Betty, and Brock, their eleven-year-old son, in his Little League uniform, sat on a gray soft-top table under the window. For me, the Fidgerys personified the modern Ozzie and Harriet Nelson family. I had told Fidge that once and he said the Adams Family seemed the better comparison.
“How’re your daughters?” he asked.
“The girls are doing great. Rose, the older one is getting married soon. You’ll get an invitation. Amy is trying to decide between an average-sized guy with a Bill Gates’ brain and a muscle-bound athlete with one earring and several tattoos, who rides a Harley.”
Fidge smiled and shook his head. “You’ve got to be shitting bricks.
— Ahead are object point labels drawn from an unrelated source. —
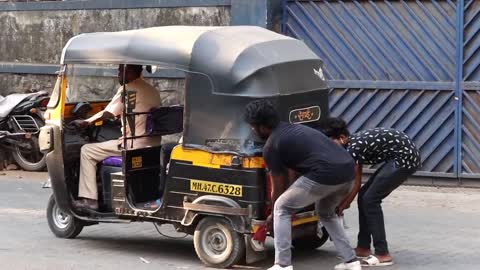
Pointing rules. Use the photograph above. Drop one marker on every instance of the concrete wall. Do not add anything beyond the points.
(37, 37)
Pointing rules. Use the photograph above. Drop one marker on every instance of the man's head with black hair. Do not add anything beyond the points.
(336, 129)
(132, 72)
(262, 116)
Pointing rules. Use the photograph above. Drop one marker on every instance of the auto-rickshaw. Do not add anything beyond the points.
(213, 183)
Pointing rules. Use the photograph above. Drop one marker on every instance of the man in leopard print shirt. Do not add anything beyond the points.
(399, 157)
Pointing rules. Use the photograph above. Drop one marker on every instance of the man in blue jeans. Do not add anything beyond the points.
(400, 159)
(327, 177)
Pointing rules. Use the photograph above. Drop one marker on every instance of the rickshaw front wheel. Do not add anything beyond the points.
(217, 244)
(62, 224)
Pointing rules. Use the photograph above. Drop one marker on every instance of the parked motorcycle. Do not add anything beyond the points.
(21, 116)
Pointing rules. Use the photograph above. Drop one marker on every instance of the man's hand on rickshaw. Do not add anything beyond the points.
(80, 123)
(341, 207)
(269, 223)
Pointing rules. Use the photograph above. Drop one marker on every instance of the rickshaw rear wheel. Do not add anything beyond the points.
(217, 244)
(61, 223)
(311, 241)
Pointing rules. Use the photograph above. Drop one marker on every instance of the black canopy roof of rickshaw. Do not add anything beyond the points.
(228, 55)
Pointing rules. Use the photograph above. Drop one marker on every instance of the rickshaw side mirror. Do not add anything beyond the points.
(151, 69)
(81, 109)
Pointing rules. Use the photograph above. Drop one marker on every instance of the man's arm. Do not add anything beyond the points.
(102, 115)
(113, 109)
(345, 204)
(279, 185)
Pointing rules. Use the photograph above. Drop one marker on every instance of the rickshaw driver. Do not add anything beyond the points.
(327, 177)
(147, 98)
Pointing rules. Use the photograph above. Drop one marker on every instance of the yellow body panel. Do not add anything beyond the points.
(213, 160)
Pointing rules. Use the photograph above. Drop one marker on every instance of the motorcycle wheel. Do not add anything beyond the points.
(33, 160)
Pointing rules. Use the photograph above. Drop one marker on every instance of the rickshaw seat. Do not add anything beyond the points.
(114, 161)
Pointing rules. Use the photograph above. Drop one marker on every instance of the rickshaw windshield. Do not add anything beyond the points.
(100, 82)
(91, 82)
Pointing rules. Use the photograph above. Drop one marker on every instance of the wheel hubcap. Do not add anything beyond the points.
(217, 242)
(60, 218)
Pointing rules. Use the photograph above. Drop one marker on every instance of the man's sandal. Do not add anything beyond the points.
(374, 261)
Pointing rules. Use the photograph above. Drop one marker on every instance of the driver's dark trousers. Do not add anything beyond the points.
(91, 154)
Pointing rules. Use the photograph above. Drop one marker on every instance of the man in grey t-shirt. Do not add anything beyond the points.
(327, 177)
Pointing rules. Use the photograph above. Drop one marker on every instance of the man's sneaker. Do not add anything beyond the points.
(349, 266)
(278, 267)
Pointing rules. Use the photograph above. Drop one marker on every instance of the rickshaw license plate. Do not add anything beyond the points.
(216, 188)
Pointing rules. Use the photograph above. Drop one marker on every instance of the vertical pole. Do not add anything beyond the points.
(284, 16)
(124, 112)
(459, 90)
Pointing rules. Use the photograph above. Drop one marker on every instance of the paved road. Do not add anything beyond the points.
(428, 228)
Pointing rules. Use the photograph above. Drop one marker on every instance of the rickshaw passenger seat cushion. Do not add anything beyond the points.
(115, 161)
(165, 120)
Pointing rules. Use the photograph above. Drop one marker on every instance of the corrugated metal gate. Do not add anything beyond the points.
(402, 64)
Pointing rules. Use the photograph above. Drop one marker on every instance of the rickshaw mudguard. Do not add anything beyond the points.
(56, 171)
(239, 222)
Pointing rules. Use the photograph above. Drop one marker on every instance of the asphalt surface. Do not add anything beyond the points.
(428, 228)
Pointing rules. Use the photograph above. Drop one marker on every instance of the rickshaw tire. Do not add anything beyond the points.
(310, 242)
(71, 230)
(237, 242)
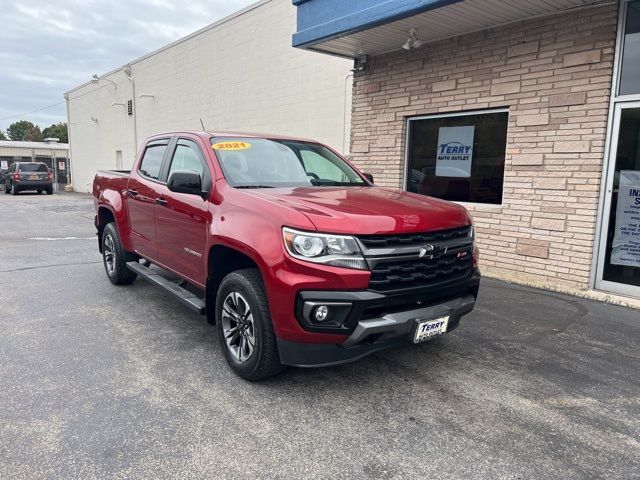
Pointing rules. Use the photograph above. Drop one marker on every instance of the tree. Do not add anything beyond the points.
(33, 134)
(25, 131)
(57, 130)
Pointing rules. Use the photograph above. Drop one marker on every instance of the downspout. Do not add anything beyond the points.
(68, 187)
(134, 107)
(344, 120)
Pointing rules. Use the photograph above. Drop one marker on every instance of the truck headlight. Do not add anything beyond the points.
(336, 250)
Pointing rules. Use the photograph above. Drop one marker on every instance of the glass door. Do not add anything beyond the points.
(619, 255)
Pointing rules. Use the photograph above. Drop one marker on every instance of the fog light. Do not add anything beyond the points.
(321, 313)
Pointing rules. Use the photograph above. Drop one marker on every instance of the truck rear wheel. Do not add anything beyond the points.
(115, 258)
(244, 326)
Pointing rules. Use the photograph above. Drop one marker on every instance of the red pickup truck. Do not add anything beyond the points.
(294, 255)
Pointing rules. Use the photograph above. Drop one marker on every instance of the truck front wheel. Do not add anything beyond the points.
(115, 258)
(244, 326)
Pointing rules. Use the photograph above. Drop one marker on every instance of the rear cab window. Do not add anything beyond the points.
(151, 163)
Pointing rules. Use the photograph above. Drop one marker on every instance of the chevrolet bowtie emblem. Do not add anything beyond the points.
(431, 251)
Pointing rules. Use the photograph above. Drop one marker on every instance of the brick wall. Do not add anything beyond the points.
(554, 74)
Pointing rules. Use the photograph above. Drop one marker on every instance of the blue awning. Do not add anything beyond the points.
(352, 27)
(321, 20)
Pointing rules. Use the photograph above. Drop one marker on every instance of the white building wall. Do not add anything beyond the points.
(239, 74)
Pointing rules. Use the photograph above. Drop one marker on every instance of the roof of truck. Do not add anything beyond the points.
(226, 134)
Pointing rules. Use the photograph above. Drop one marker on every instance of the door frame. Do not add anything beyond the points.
(605, 220)
(616, 104)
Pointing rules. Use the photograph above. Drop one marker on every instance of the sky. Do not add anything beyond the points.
(49, 47)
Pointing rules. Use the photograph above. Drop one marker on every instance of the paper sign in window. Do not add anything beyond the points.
(625, 248)
(455, 151)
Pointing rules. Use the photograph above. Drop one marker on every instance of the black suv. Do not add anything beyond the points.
(28, 176)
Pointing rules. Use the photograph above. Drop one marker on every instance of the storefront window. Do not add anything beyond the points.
(630, 74)
(622, 262)
(458, 157)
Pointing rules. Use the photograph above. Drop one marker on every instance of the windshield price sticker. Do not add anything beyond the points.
(228, 146)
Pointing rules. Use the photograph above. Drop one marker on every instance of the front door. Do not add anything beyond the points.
(619, 255)
(182, 219)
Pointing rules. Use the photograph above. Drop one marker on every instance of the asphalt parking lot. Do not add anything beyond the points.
(98, 381)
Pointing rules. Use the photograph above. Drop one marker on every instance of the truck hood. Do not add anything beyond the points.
(367, 210)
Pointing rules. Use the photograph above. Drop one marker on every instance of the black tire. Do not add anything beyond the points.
(263, 361)
(115, 258)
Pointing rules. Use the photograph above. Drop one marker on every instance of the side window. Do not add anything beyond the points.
(319, 166)
(152, 161)
(186, 157)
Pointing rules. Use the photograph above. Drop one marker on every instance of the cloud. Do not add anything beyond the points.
(49, 47)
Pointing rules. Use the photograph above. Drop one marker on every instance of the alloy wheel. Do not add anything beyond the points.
(109, 254)
(238, 327)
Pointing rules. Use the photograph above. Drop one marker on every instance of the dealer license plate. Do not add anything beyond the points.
(427, 329)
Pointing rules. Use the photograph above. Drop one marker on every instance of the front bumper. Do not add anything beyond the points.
(377, 322)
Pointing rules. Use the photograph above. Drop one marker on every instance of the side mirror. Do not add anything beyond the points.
(185, 182)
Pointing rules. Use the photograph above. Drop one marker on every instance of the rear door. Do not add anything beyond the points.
(181, 219)
(143, 191)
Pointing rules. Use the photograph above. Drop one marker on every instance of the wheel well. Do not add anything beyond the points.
(104, 217)
(222, 261)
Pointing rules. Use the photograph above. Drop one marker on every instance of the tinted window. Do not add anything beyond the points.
(33, 167)
(152, 161)
(630, 74)
(186, 158)
(458, 158)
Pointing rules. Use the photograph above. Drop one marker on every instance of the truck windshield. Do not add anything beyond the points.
(264, 163)
(32, 167)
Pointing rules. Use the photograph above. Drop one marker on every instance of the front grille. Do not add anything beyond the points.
(402, 274)
(407, 239)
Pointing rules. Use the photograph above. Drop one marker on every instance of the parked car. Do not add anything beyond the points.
(23, 176)
(293, 253)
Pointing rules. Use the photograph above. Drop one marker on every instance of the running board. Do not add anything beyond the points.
(185, 296)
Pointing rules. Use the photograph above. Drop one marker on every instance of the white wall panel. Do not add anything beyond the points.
(240, 74)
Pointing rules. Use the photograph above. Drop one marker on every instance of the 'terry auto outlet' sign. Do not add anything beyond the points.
(455, 151)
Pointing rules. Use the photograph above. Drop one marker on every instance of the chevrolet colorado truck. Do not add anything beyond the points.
(294, 255)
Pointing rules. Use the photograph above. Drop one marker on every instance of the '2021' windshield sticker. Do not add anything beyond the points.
(230, 146)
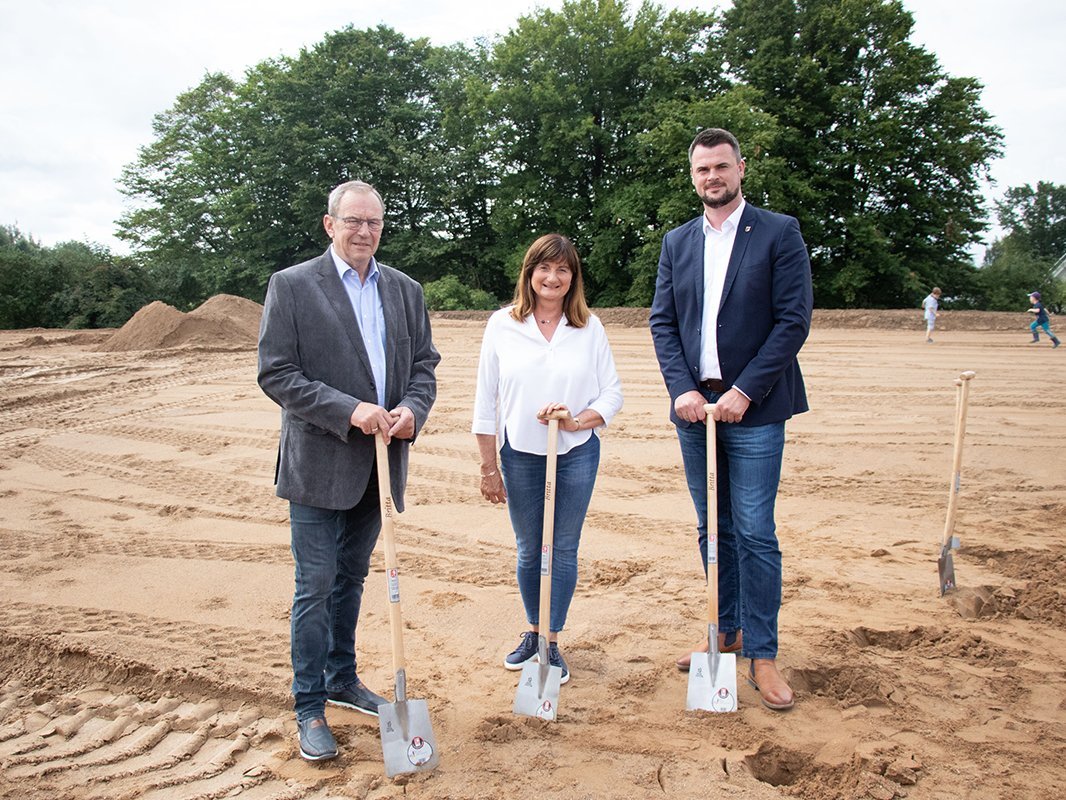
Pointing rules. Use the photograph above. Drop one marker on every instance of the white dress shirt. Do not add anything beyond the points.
(717, 249)
(519, 372)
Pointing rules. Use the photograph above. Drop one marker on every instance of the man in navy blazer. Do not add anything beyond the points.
(731, 310)
(345, 350)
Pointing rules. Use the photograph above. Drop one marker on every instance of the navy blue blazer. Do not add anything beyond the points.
(763, 319)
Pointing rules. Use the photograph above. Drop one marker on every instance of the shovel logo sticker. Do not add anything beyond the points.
(419, 751)
(723, 701)
(393, 581)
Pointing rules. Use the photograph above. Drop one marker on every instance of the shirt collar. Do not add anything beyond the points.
(343, 268)
(731, 223)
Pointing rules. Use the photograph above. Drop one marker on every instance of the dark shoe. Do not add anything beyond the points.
(316, 739)
(730, 642)
(525, 652)
(555, 659)
(357, 697)
(775, 703)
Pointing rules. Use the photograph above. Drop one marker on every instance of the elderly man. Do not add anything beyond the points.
(731, 309)
(345, 350)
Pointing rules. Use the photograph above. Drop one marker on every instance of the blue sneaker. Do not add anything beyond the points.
(317, 741)
(358, 698)
(555, 659)
(525, 652)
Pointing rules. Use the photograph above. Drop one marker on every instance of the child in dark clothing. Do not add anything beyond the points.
(1040, 321)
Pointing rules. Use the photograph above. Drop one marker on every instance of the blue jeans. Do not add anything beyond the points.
(332, 552)
(523, 475)
(749, 559)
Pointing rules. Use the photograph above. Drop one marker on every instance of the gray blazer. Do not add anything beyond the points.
(313, 364)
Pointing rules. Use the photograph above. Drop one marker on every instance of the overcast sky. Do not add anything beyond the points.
(81, 81)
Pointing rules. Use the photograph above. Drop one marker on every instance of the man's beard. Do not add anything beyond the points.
(725, 200)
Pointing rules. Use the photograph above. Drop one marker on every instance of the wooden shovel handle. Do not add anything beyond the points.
(548, 532)
(962, 403)
(712, 517)
(391, 563)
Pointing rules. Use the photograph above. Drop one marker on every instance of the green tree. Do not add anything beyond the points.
(575, 92)
(1035, 219)
(71, 285)
(1023, 260)
(235, 185)
(891, 148)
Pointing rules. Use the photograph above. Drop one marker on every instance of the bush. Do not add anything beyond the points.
(451, 294)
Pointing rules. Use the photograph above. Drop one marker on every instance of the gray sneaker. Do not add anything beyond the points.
(525, 652)
(316, 739)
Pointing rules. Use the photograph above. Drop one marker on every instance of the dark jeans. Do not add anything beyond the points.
(523, 475)
(749, 559)
(332, 552)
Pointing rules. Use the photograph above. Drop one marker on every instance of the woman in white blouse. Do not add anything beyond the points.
(546, 352)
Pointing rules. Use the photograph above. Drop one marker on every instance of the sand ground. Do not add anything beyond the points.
(145, 581)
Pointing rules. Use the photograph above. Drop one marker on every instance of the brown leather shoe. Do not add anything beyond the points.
(727, 643)
(773, 690)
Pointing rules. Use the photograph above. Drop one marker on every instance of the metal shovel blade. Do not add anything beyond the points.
(407, 740)
(712, 689)
(946, 564)
(537, 693)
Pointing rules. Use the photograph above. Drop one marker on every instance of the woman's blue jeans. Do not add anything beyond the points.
(749, 559)
(523, 475)
(332, 552)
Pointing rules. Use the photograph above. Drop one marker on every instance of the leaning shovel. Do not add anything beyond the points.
(946, 564)
(537, 693)
(407, 740)
(712, 675)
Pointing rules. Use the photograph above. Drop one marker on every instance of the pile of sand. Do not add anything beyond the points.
(222, 322)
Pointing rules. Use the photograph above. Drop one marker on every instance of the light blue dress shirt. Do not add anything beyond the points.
(367, 304)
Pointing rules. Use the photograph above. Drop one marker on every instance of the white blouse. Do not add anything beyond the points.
(520, 372)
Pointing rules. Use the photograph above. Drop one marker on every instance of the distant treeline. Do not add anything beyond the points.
(577, 121)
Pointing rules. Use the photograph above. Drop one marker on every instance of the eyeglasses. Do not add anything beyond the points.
(354, 223)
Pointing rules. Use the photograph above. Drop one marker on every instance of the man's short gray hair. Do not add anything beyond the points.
(358, 187)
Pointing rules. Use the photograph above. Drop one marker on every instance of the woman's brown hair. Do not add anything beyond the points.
(552, 249)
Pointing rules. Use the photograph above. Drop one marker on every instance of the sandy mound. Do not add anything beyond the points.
(222, 322)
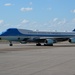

I know that craziness is ahead for me and Brenda. Betty is already eyeing the men folk in her world. Last Sunday I asked God why he let hormones grow up ahead of brains. How do we get these youngsters to understand the only really important thing about high school is graduating? That the rest that they think is so important won’t mean squat in the big picture of their lives?”
“One of life’s easy questions, with no easy answer, at least I don’t have one for you.”
“And Helen?”
“Ah, my ex. No easy answer there either. Last year she came close to remarrying, but didn’t. The girls are her life right now, along with keeping track of my doings. If I didn’t know better, I’d swear the woman was listening to my life on the upstairs extension.”
“Sounds like she still cares.”
“If she did, she would have stood with me during my trial.”
“Your attorney should have gotten her there.”
“I told him to leave her alone, that coming or not was her decision.”
“She was hurt. Confused. Angry. For that matter, so was I, but I also understood why you sent that guy to hell; your ex didn’t. But she ended up writing while you were inside, didn’t she?”
“For the first couple years, she did. Then she stopped. I couldn’t figure her then. I still can’t. Hey, I feel silly sitting in your office while you stand.”
Fidge didn’t move. After taking another drink of his coffee, he said, “You know I can’t discuss this case with you.”
“I understand, Fidge. I just came by so we could sit and look at each other, but you aren’t even sitting. Listen, I don’t believe Clarice did it. I got nothing except instinct working here, but, like I said, unless he died of an overdose of bed banging, killing’s not her style.”
“Oh, you got firsthand knowledge about that, Matthew?” Fidge unhooked his top button to free his moose-sized neck from his deer-sized collar.
“You know what, Sergeant Fidgery, You’re a dirty old man.” We exchanged more grins. “I just can’t see her bumping off her old man,” I said, feeling myself slipping deeper into the brand of cop and street vernacular spoken in my modern-noir novels. “If she plugged ‘im, it woulda been in the heat of passion or anger, and she would’ve been looking him straight in the eyes. She’d have no interest in pillows to muffle the shot. She’d wanna hear it. She’d wanna smell the cordite. Even then, I can’t see her doing it.”
Sergeant Fidgery wedged his thumbnail between his two front teeth. He must have gotten whatever he was after because his eyes crossed when he looked just before licking his nail.
“People aren’t as predictable as the characters in your novels, Matthew. You told me once that characters have to act consistent with their personalities.”
“Their true personalities,” I retorted, “which might be very different from the ones they show the world.”
Fidge ignored my cleanup of his comment and continued. “That’s swell in those books of yours, but not necessarily in real life. Real folks often act outside the mainstream of their lives. They go off the deep end and kill or rob and run. Hell, you know that. You were a damn good cop long before you started writing. Bottom line: This guy Talmadge was a respected, retired businessman.